There is only one minor problem: These four groups have become so adamant, stubborn and radical, it is almost impossible to pull them out of their respective corners.

The divisions in British politics today are so deep that local Conservative Party branches are even deselecting long-serving MPs if they hold different views on Brexit than the grassroots activists – as if no other policies, principles or achievements matter. It just happened to former Attorney General Dominic Grieve and former Minister Nick Boles.

The irony of Cameron’s call for unity and compromise is he did not pursue either when he was still an active politician. Instead of trying to reconcile the Eurosceptics and Europhiles in the Conservative Party (if that is even possible), Cameron simply avoided the issue for as long as he could.

He had his reasons.

Europe has been a traumatic issue for the Conservative Party for many decades. For Cameron personally, it would have been a formative experience.

Back in 1992, as Britain crashed out of the European Exchange Rate Mechanism on 16 September (the famous ‘Black Wednesday’), a then 25-year-old Cameron was political advisor to Norman Lamont, the Chancellor of the Exchequer. By working with Lamont, Cameron saw first-hand how this European issue had plunged the party into crisis, divided the cabinet, and paralysed Prime Minister John Major.

When Cameron became an MP in 2001 and party leader in 2005, he stayed clear of European issues. He talked about many things – especially those that Conservative politicians rarely talked about. But Europe, that toxic issue which had brought his party to its knees and doomed the premierships of both Margaret Thatcher and John Major, was nowhere to be seen or heard around Cameron.

That explains why Cameron treated Europe like Pandora’s Box: best left untouched. Privately, it was understood that Cameron was a Eurosceptic himself. He just would not want to talk about it.

The strategy worked – for a while. As long as the party and then the country followed Cameron on his initiatives around climate change, social policy or gay marriage, there just was not enough time to also hold a big debate on Europe.

That Cameron eventually promised the ‘In or Out?’ referendum had nothing to do with him wishing to resolve the European question once and for all. It was a political response to the rise of UKIP, the populist Eurosceptical party.

But even in promising the referendum, Cameron still tried to dig an escape route. He said in 2013 he would hold the referendum only if he won the 2015 election, which given the Conservatives’ polling back then not even Cameron expected to win. Besides, he knew that a repeat of the coalition with the pro-EU Liberal Democrats would provide enough cover for ditching the referendum idea after the election.

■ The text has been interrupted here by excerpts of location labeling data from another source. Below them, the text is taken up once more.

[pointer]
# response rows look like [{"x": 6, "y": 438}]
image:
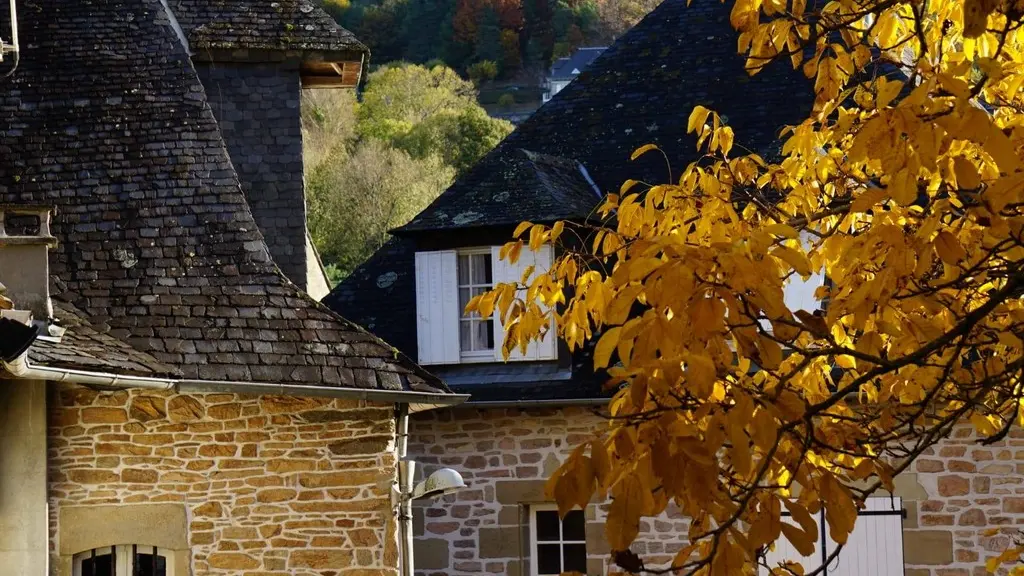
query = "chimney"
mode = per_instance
[{"x": 25, "y": 268}]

Unfortunately for Cameron, he won an absolute majority in the 2015 general election – and was honour bound to deliver the referendum. It also meant he had to campaign against his own Eurosceptic instincts, all the while presiding over a party still deeply divided on Europe.

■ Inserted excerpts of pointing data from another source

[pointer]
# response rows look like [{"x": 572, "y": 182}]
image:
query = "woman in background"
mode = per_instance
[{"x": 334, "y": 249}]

In hindsight, Cameron’s assessment that Europe was an issue too toxic to touch has proven right. His treatment of it as the Tory version of Pandora’s Box may have been cowardly but it was his only way he could lead the party for more than a decade.

Following the Brexit referendum, it was no longer possible to avoid the hard questions Cameron had so successfully ignored for so long.

His successor Theresa May should have tried having a debate between the various factions of her party (and the opposition). However, she turned out even less able than Cameron to properly talk about Europe. Her people skills are no match for Cameron’s.

It almost sounds as if Cameron now regrets never having tried to reconcile his party (let alone the country) on Europe. He postponed and avoided the issue, and that is one of the main reasons for Britain’s existential crisis now.

Maybe it is somewhat rich for Cameron to come out of political retirement and talk about building bridges between the warring parts of the Conservatives when he never did that as leader and Prime Minister.

However, that does not mean Cameron is wrong. The only sensible way out of the Brexit mess is to seek compromise across diametrically opposed groups.

Incidentally, if that is the case, then almost anyone is better suited to close Pandora’s Box than Theresa May.